By the 1970s, in films such as The Parallax View and Three Days of the Condor, the enemy evolved into government institutions and powerful corporations. This reflected public disenchantment following years of increasing social conflict, Vietnam and the Watergate scandal.
In the 1980s and 1990s, it was the threat of Aids that was embodied in the monsters of the era, such as “bunny boiling” stalker Alex in Fatal Attraction. Alex’s obsessive pursuit of the man with whom she shared a one night stand, Susanne Leonard argues, represented “the new cultural alignment between risk and sexual contact”, a theme continued with Anne Rice’s vampire Lestat in her series The Vampire Chronicles.
Zombies, the flesh-eating undead, have been mentioned in stories for more than 4 000 years. But the genre really developed with the work of HG Wells, Edgar Allan Poe and particularly HP Lovecraft in the early 20th century. Yet these ponderous adversaries, descendants of Mary Shelley’s Frankenstein, have little in common with the vast hordes that threaten mankind’s existence in the modern versions.

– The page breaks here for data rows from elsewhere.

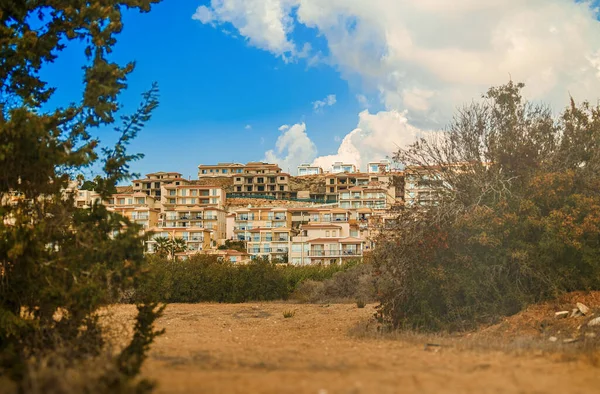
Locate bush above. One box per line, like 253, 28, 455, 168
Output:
134, 255, 288, 303
372, 83, 600, 331
292, 264, 376, 303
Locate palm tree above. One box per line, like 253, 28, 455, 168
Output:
154, 237, 171, 257
171, 238, 187, 259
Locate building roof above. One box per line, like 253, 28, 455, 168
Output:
115, 186, 133, 194
339, 237, 365, 244
308, 237, 341, 244
300, 223, 342, 230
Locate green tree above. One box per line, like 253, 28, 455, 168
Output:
154, 237, 170, 258
0, 0, 161, 392
371, 82, 600, 330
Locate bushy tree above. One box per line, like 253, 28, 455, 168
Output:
373, 82, 600, 329
0, 0, 160, 391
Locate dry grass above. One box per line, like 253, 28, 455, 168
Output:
106, 302, 600, 393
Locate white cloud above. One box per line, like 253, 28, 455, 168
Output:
356, 94, 370, 108
194, 0, 600, 164
313, 110, 423, 170
263, 123, 317, 174
312, 94, 337, 112
192, 0, 296, 59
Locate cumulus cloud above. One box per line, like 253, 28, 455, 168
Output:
356, 94, 370, 108
194, 0, 600, 164
313, 94, 337, 112
313, 110, 424, 170
192, 0, 296, 59
263, 123, 317, 174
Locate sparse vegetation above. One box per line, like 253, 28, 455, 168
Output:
372, 82, 600, 331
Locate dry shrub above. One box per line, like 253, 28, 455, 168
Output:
291, 264, 376, 303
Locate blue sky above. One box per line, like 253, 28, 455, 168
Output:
43, 0, 600, 178
44, 0, 366, 178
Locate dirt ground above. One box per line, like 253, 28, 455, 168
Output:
108, 303, 600, 394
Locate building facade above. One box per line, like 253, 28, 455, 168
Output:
331, 161, 357, 174
132, 172, 189, 200
233, 208, 292, 261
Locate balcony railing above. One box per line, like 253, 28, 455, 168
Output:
308, 249, 362, 257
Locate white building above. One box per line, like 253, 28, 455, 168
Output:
367, 159, 392, 174
331, 161, 356, 174
298, 164, 323, 176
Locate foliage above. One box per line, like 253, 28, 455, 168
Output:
0, 0, 160, 392
373, 82, 600, 330
292, 262, 377, 303
154, 237, 187, 259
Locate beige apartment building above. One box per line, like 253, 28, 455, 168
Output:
104, 190, 160, 231
338, 182, 386, 210
74, 190, 102, 209
132, 171, 189, 200
233, 207, 292, 260
154, 184, 226, 252
198, 161, 282, 178
404, 166, 444, 207
289, 223, 366, 265
233, 172, 294, 200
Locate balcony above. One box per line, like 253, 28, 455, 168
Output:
308, 249, 362, 257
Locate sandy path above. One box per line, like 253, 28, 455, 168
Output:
109, 303, 600, 394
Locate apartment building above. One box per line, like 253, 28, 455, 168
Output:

M Keith Booker argued that in the 1950s, “the golden age of nuclear fear”, radiation and its fictional consequences were the flip side to a growing faith that science would solve the world’s problems. In many respects, we are now living with the collapse of this faith. Today we live in societies dominated by an overarching anxiety reflecting the risk associated with each unpredictable scientific development.
Now we know that we are part of the problem, not necessarily the solution.

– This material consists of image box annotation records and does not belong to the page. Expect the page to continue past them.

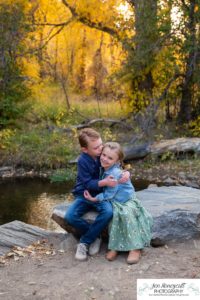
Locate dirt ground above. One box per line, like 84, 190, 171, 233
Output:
0, 235, 200, 300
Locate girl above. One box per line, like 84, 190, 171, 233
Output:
84, 142, 153, 264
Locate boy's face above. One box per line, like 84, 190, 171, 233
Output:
82, 138, 103, 158
100, 147, 119, 170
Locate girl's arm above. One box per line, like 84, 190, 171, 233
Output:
84, 190, 97, 202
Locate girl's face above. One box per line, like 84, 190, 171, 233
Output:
100, 147, 119, 170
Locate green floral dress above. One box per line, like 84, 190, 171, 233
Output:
108, 196, 153, 251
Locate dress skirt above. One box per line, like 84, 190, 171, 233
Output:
108, 196, 153, 251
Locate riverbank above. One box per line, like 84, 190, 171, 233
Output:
0, 158, 200, 188
0, 234, 200, 300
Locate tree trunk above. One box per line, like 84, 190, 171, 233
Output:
178, 0, 197, 123
131, 0, 158, 101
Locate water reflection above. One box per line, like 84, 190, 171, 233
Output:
0, 179, 72, 230
0, 179, 149, 230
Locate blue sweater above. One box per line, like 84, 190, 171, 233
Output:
96, 164, 135, 203
72, 152, 102, 197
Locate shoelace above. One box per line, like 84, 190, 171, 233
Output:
78, 244, 87, 254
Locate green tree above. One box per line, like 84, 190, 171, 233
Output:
0, 0, 29, 127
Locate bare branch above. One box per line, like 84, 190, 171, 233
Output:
62, 0, 120, 41
181, 0, 189, 11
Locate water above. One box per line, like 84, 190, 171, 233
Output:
0, 179, 149, 230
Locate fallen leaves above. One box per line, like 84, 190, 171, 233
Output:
0, 240, 61, 266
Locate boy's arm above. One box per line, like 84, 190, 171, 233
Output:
95, 169, 121, 201
98, 175, 118, 187
78, 161, 117, 192
78, 161, 100, 192
119, 171, 131, 183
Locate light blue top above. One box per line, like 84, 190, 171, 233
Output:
95, 164, 135, 202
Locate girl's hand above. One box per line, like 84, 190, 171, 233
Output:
101, 175, 118, 187
119, 171, 131, 183
84, 190, 97, 202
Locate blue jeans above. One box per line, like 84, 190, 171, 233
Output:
64, 196, 113, 245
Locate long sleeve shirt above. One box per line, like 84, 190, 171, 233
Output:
95, 164, 135, 203
72, 152, 102, 196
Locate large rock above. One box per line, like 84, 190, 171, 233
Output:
52, 186, 200, 246
0, 221, 67, 256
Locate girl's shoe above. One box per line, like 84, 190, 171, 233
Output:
106, 250, 117, 261
127, 250, 141, 265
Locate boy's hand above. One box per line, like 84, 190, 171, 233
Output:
84, 190, 97, 202
99, 175, 118, 187
119, 171, 131, 183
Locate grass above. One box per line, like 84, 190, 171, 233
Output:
0, 85, 125, 169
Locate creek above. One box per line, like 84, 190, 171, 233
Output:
0, 179, 150, 230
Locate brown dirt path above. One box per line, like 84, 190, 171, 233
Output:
0, 240, 200, 300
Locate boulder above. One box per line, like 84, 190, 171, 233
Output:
0, 220, 68, 256
52, 186, 200, 246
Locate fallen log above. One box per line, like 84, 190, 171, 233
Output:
123, 138, 200, 161
52, 186, 200, 246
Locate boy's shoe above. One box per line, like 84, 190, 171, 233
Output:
89, 238, 101, 255
127, 250, 141, 265
106, 250, 118, 261
75, 243, 88, 261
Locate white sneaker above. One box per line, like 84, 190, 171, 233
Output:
89, 238, 101, 255
75, 243, 88, 261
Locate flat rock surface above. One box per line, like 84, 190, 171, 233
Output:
52, 186, 200, 246
0, 221, 65, 256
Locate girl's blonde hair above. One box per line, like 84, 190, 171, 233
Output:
103, 142, 124, 165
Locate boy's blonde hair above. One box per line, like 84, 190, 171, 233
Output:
78, 128, 101, 148
103, 142, 124, 165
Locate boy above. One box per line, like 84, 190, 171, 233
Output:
65, 128, 129, 261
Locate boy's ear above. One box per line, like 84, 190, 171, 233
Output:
81, 147, 88, 153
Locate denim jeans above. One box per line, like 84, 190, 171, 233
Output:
64, 196, 113, 245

The “breakthroughs” that were welcomed in the last century now represent some of our most pressing concerns. People have lost faith in assumptions of social and scientific “progress”.

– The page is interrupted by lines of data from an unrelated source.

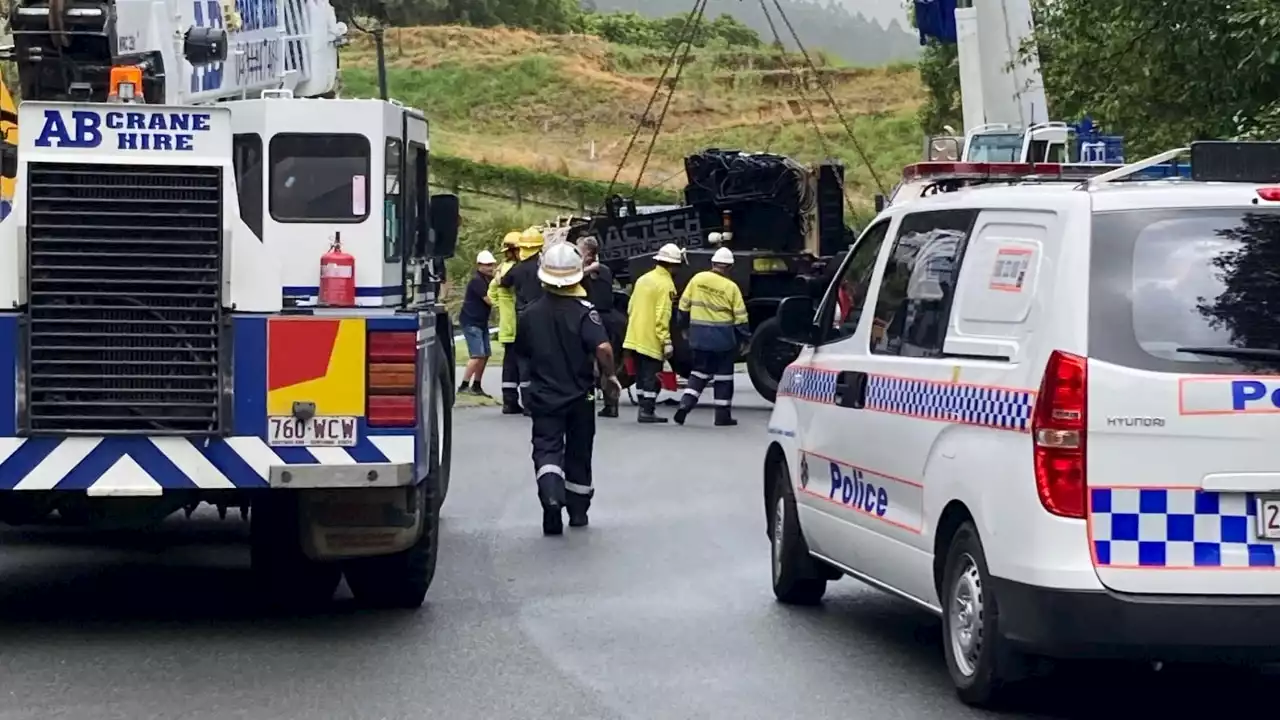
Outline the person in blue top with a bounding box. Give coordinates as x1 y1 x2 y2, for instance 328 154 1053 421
458 250 498 397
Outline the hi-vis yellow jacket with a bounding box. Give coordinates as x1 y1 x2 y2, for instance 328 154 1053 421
622 265 676 360
680 270 749 352
489 260 516 343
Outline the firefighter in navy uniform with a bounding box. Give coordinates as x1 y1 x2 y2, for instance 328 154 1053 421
675 247 750 427
498 228 543 415
622 242 685 424
515 242 622 536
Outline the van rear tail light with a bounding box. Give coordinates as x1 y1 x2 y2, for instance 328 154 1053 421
365 331 417 428
1032 350 1088 518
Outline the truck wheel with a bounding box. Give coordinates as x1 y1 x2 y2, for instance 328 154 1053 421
769 461 827 605
746 318 800 402
429 340 454 505
346 372 442 610
250 491 342 609
347 480 440 610
940 523 1025 707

Central to this is globalisation. While generating enormous benefits, globalisation is also tearing communities apart. The political landscape is rapidly changing as established political institutions seem unable to meet the challenges presented by the social and economic dislocation.
However, although destructive, globalisation is also forging new links between people, through what Anthony Giddens calls the “emptying of time and space”. Modern digital media has built new transnational alliances, and, particularly in the West, confronted people with stark moral questions about the consequences of their own lifestyles.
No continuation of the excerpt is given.